Once again I have deleted my dating profile. I just can't handle it. I am not made for on-line dating. I just can't do it. I really don't care now if I am alone. I don't care because I know I won't be. I will find him. He will find me.

I am on a journey. I am not ready for the trip to end. I want to keep finding out who I am and what I need in a partner. It's not really fair because for so many years I was content and happy with what I had. I don't know exactly what changed but it did.

I suppose as my soul grew so did my needs. I am not going to beat myself up for expanding my mind and heart. I am grateful for the life I have. I love it.

Love,
Michelle
April 21, 2013 at 8:00am
April 21, 2013 at 8:00am
#781025
Hello my sunny pals,

I am taking the day for me. I am going to gather my wits about me and do something! I am tired of feeling so broken. I am not. It's a new day and a new way to communicate.

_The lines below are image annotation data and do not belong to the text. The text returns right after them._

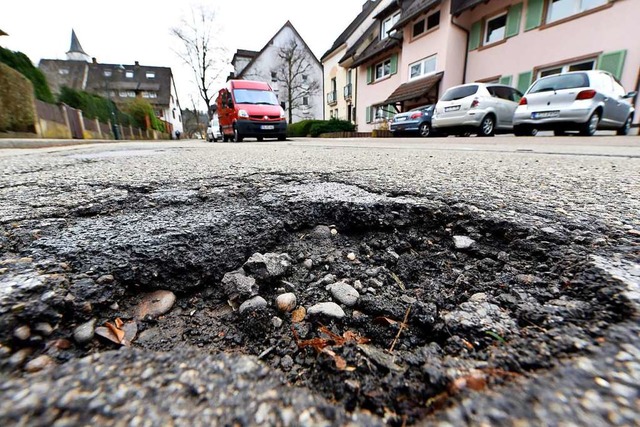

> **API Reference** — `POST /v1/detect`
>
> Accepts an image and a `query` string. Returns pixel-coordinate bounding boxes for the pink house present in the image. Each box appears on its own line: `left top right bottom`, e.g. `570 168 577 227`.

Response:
348 0 640 131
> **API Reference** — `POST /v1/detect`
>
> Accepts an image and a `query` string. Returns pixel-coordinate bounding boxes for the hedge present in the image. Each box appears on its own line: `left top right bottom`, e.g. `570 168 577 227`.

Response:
0 47 54 103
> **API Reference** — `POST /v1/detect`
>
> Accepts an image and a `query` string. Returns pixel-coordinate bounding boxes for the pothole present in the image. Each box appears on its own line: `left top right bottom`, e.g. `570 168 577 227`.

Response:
0 195 632 425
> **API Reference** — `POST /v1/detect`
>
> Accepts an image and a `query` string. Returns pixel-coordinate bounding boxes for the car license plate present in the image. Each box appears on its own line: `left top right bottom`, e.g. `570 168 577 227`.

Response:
531 111 560 119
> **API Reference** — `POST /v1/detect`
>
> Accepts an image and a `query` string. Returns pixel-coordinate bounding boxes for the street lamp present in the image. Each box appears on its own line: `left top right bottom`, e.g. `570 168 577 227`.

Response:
103 64 124 140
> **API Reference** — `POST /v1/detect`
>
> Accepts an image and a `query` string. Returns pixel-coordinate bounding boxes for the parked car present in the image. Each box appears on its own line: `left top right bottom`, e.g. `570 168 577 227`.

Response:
207 114 222 142
513 70 636 136
216 80 287 142
389 104 434 137
431 83 522 136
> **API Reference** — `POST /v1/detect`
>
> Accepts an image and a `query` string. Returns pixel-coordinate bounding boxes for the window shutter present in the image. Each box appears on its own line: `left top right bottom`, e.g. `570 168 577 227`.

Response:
524 0 544 31
505 3 522 37
499 76 513 86
389 53 398 74
518 71 533 93
469 21 482 50
598 50 627 80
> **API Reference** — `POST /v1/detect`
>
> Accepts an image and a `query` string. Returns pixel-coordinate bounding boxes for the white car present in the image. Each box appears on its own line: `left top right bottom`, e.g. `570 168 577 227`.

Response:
431 83 522 136
207 115 222 142
513 70 636 136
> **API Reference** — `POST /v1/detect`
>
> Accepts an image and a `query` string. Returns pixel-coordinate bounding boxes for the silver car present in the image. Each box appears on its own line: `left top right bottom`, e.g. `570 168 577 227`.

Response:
513 71 635 136
431 83 522 136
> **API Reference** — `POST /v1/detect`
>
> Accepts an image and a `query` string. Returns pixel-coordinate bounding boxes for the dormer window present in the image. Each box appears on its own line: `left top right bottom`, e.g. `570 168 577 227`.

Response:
380 12 400 40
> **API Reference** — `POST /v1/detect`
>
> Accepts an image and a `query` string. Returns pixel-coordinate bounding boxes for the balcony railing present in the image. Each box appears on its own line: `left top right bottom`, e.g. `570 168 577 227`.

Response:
343 83 353 101
327 90 338 105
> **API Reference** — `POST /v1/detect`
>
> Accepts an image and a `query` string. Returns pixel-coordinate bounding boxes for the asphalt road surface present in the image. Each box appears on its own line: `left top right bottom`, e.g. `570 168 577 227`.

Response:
0 135 640 425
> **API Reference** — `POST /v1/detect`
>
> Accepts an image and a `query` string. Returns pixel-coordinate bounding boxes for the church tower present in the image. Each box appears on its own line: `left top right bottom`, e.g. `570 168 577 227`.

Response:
67 30 91 62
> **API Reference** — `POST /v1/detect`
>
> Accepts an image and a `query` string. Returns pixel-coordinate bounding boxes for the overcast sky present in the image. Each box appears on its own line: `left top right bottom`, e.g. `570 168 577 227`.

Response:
0 0 365 108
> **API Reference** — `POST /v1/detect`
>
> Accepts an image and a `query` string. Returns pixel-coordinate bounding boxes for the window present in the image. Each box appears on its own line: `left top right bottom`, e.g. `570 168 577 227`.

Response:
484 13 507 45
380 12 400 40
538 59 596 78
547 0 608 22
375 59 391 80
409 55 436 80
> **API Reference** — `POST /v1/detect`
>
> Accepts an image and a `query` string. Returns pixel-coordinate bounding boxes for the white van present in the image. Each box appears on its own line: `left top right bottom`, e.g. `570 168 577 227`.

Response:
207 114 222 142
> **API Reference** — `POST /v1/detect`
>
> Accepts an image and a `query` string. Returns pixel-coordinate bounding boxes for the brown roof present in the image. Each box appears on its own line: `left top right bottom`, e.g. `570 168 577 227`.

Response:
384 72 444 104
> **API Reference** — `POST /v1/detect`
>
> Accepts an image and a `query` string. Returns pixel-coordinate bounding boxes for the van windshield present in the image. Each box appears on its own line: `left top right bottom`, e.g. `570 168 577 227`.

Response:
233 89 278 105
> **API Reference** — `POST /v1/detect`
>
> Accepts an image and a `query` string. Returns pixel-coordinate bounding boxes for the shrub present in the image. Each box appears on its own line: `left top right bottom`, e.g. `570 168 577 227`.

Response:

Yesterday's wedding was fun and it renewed my spirit. I am living. I am not dead. I have a feeling that I am living for the first time. I am seeing myself in my true light. I am a good person with a great heart and I will attract what I need and what is good for me.

God loves me. He loves every inch of my body and soul. He see's my struggles and he gives me more. He trust me. He blessed me with a rich and loving heart. I feel so lucky. I am a mom. I have two amazing and wonderful kids.

Thank you!

Love,
Michelle
April 20, 2013 at 9:44am
April 20, 2013 at 9:44am
#780974
Hello my sunny pals,

I get to work today. I love that I am a wedding coordinator for my church. It's the coolest job. I am not thrilled that I have to arrive 3 hours before to open up the church and let the florist in. I know it's going to be a very long day for me.

Still, I will be surrounded by happy people. I love that. I am so thrilled to share in something that is meaningful and exciting. It's a nice contrast from my day to day work. I love my job as a therapist but it's not always rainbows and sunshine. I don't work with that type of client.

Oh I do crack myself up. I am glad I can laugh. That is a good sign that I am healthy and getting repaired. I am not over him. I am hurt and will be for a long time but I can find joy and that helps. I am going to get out of this funk and have an awesome day!